Flag risk but cannot reconstruct why a decision was made.
Approve a version but cannot explain why it exists.
Reviews take place at the end, focusing on the final product. Accountability, on the other hand, is about the whole process.
People who worry about risk rarely ask who reviewed the content. They want to know what system made sure the right decisions were made.
I believe the main risk in translation isn’t just mistakes. More often, it’s the workflow or the whole system that creates risk. Here are some examples:
Inconsistent terminology across the organization. For example, marketing and clinical research use different vendors, each with its own terminology.
Unclear ownership of localized adaptations introduced without authority or documented rationale, such as when in-country reviewers, who are not trained translators, make changes.

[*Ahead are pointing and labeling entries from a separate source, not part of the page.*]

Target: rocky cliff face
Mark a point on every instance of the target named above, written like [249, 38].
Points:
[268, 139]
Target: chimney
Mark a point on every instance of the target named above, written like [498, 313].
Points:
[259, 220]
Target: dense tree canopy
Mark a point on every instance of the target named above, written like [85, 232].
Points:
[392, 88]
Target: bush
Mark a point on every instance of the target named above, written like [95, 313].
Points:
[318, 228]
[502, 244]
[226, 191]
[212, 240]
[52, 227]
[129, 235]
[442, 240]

Silent edits by well-intentioned bilingual staff without translation expertise or traceability. No explanation needed here.
Machine outputs taken at face value and approved without human validation
Missing documentation explaining why changes were made, leaving no audit trail
These are failures of governance, not language, and they’re almost impossible to justify after the fact.
Like any system, accountability needs structure. This includes:
Clear ownership of multilingual decision-making, including the source content
Defined rules for when and how AI maybe used
Documented escalation paths for ambiguity
Version control tied to rationale, not just text
Recognition that some decisions are business decisions, not linguistic ones
Accountability isn’t really about how well individuals perform. It’s built into the systems we create for multilingual communication.
When we look at multilingual communication from a risk perspective, it changes. Translation isn’t just about accuracy anymore. It affects whether organizations meet compliance requirements and calls for clear rules about who can make decisions and why. In this way, AI becomes a tool that supports the process, not one that leads it.
The organizations that do best are those that set up clear frameworks for using AI and make sure everyone knows who is responsible for what. It would be easier if multilingual communication was only about being understood, but it’s more complex than that. We want to be understood, while also being able to stand behind what we say in every language, especially when it matters most.